La ripresa, purtroppo, non è ancora certa, anzi, stiamo vivendo il terrore di un secondo lockdown, situazione che se si dovesse concretizzare porterebbe in criticità moltissime aziende.

Si parla di stime (dati Cerved e altre autorevoli fonti) che prevedono un rischio di insolvenza di una impresa su cinque!

Quindi, se a fatica una PMI è riuscita a far quadrare i conti, a sostenersi ed a mantenersi in vita tra il 2019 ed il 2020, alla fine 2020 ed inizio 2021 la situazione sarà decisamente più grave e rischiosa.

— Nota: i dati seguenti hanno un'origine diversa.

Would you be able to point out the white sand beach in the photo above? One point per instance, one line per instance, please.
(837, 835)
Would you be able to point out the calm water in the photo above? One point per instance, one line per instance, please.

Le moratorie bancarie non sono infinite, come la cassa integrazione non è prorogabile più di tanto e come non potranno essere sospesi ulteriormente il codice delle crisi di impresa e altre norme civilistiche o fallimentari.

Allora, quali possibilità hanno le aziende che stanno vivendo una fase di criticità?

Dal nostro punto di vista ci sono 3 scenari:

  • Attendere gradualmente l’avanzare della criticità e dichiarare il fallimento;
  • Finanziare l’azienda sperando in una prossima forte ripresa;
  • Ristrutturare l’azienda.

Ovviamente, si auspica di poter evitare la prima ipotesi.

La seconda ipotesi è particolarmente rischiosa, considerando soprattutto che oggi ben poche aziende esprimono margini talmente interessanti da poter rischiare un forte indebitamento nella speranza di recuperare nel giro di un breve periodo.

La terza opzione, a nostro avviso, è quella più consona.

Mettere soldi in aziende in forte criticità o decotte, è sbagliato e fuorviante.

Ma tra le tante aziende che si troveranno ad affrontare difficoltà irreversibili ve ne saranno alcune, a nostro avviso non poche, che potranno ancora avere un futuro, a patto che si ristrutturino, rinnovino la forza lavoro ed il management e/o si fondano con altre imprese, crescendo di dimensione.

C&C HOLDING vanta un Team di Professionisti specializzati (consulenti aziendali, advisor finanziari, temporary manager, commercialisti, legali, fiscalisti, ecc…) che sono in grado di assistere l’azienda al meglio per valutare la modalità operativa migliore per ogni singola situazione.

Assistiamo il nostro cliente, dalla fase di analisi e valutazione iniziale, fino alla realizzazione di tutto il processo di ristrutturazione aziendale da attuare sia in forma stragiudiziale (piano di ristrutturazione e risanamento aziendale, ristrutturazione dell’indebitamento finanziario, ristrutturazione del debito nei confronti dei fornitori, transazioni fiscali, ecc…), sia in forma giudiziale (concordato preventivo o in continuità).

Non ultimo, dobbiamo comunque considerare che a supporto di operazioni di ristrutturazione e rilancio aziendale possono esserci alcuni strumenti da sfruttare, ad esempio un ruolo importante potrebbe essere svolto dal veicolo di Cassa Depositi e Prestiti concepito per entrare nel capitale delle aziende in crisi con più di 25 milioni di fatturato. Il veicolo dispone di una dotazione di oltre 40 miliardi di euro che va ovviamente sfruttata per quelle aziende che esprimono ancora un concreto potenziale di sviluppo.

Le aziende in crisi di minori dimensioni, invece, potranno contare su altri strumenti, come per esempio i fondi di “turnaround” che immettono capitale e competenze professionali in ottica di ristrutturazione e rilancio aziendale, oppure aprendo il capitale sociale a partner finanziario od industriali in grado di sostenere la meglio la fase di ristrutturazione e rilancio.

In una situazione drammatica come quella che stiamo vivendo consigliamo a tutti gli Imprenditori di monitorare al meglio la liquidità e la cassa, soprattutto con proiezioni previsionali a breve e medio termine, oltre a valutare concretamente come immaginano la propria azienda nel prossimo futuro e, in caso di dubbi od incertezze, di non ritardare scelte necessarie che oggi vanno prese più che mai rapidamente.